By M.V.Ramakrishnan

Saturday, January 19, 2013

Maestro Ravi Shankar Mows Down Music Critics!

My memories of Sitar maestro Ravi Shankar are spread over almost 50 years, and it's one of the greatest joys of my life that I was able to write about his music and personality on several significant occasions.  One of those occasions was purely imaginary and was concocted by me in a humorous vein in the evening paper in New Delhi;  but it was actually a forceful comment on a very serious and intricate issue concerning Indian classical music which still remains to be resolved satisfactorily.   I did have an opportunity several years later to show it to Ravi Shankar, who had a hearty laugh.
By the way, for the benefit of foreign readers who may not be familiar with Indian music and names, let me add a glossary of native terms figuring in the article below.  (I must also mention that the names Sitar Ali Khan and Veenachalam are imaginary, but they bear a striking resemblance to real-life Indian names like Amjad Ali Khan or Arunachalam). 
Carnatic/Hindustani music:  Classical music of South/North India.
Jugal-bandhi:  In Hindustani music, a joint venture between musicians belonging to different disciplines or schools of music.  Extended use, to indicate joint ventures between Carnatic and Hindustani music
Pandit/Ustad:  In Hindustani music, traditional titles adopted by musicians belonging to Hindu/Muslim faiths --  hence Pandit Ravi Shankar, Ustad Bismillah Khan
Sitar/Veena:  Important string instruments of North/South India
Tanpur:  String instrument providing a continuous background drone in Hindustani music  (cf. tambura in Carnatic music)
Tablah/Mridangam:  Main percussion instruments in Hindustani/Carnatic music.
Vidwan:  Accomplished musician, in Carnatic music (cf. feminine Vidushi)
Evening News, New Delhi
9 June 1978

Music critics and mince-meat
 (with apologies to Ravi Shankar)
Sitar maestro Ravi Shankar, it is reported in the Press, has come out with some strong comments against music critics in India in his autobiography which is being serialized in a Bengali weekly.  According to him, says the report, they are "scholars in language but paupers in music."
But Ravi Shankar is not the only musician with a grouse against music critics.  The enterprising musicians Vidwan Veenachalam and Ustad Sitar Ali Khan have been hounded by music critics ever since they started experimenting with the so-called 'Carnatic-Hindustani jugal-bandhi.'

After their first jugal-bandhi in Madras in 1973, a critic there wrote that Hindustani music had unduly dominated the event, reducing Veenachalam's role to that of a mere accompanist, and that all basic elements of Carnatic music had been dumped in the Bay of Bengal.

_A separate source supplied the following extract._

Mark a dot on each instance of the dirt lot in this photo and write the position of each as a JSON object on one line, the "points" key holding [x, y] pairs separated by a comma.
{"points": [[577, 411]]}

The musicians thought over the matter carefully;  and when they gave their next jugal-bandhi recital in Bombay in 1974, Sitar Ali Khan was more restrained and let Veenachalam have his way in many things.  A Bombay critic wrote that the Northern musician had been swamped by his colleague from the South, and that Hindustani music had been consigned to the Arabian Sea.

So, when they performed again together in Calcutta in 1975, the musicians tried to be absolutely fair to each other, and both of them under-played their roles.  And a Calcutta critic wrote that both of them were acting like dummies, and had merely accompanied the tanpur-player.

So in their jugal-bandhi in Ahmedabad in 1976, they had a word with the tanpur-player and asked him to tone down his instrument.  The upshot of it was that an Ahmedabad critic promptly said the tablah-player had made mince-meat out of the mridangam-player and the concert was a fiasco.
When the jugal-bandhists gave a performance in Madras again in 1977, they cautioned the tablah-player.  This time they thought they had everything squared up properly.  But our old friend, the music critic, was not impressed:  he asserted that the mridangam-player had swallowed the tablah-player.
I am sure Pandit Ravi Shankar knows all about the woes of Vidwan Veenachalam and Ustad Sitar Ali Khan, for I understand from reliable sources that they met the Maestro some time ago and asked for moral support.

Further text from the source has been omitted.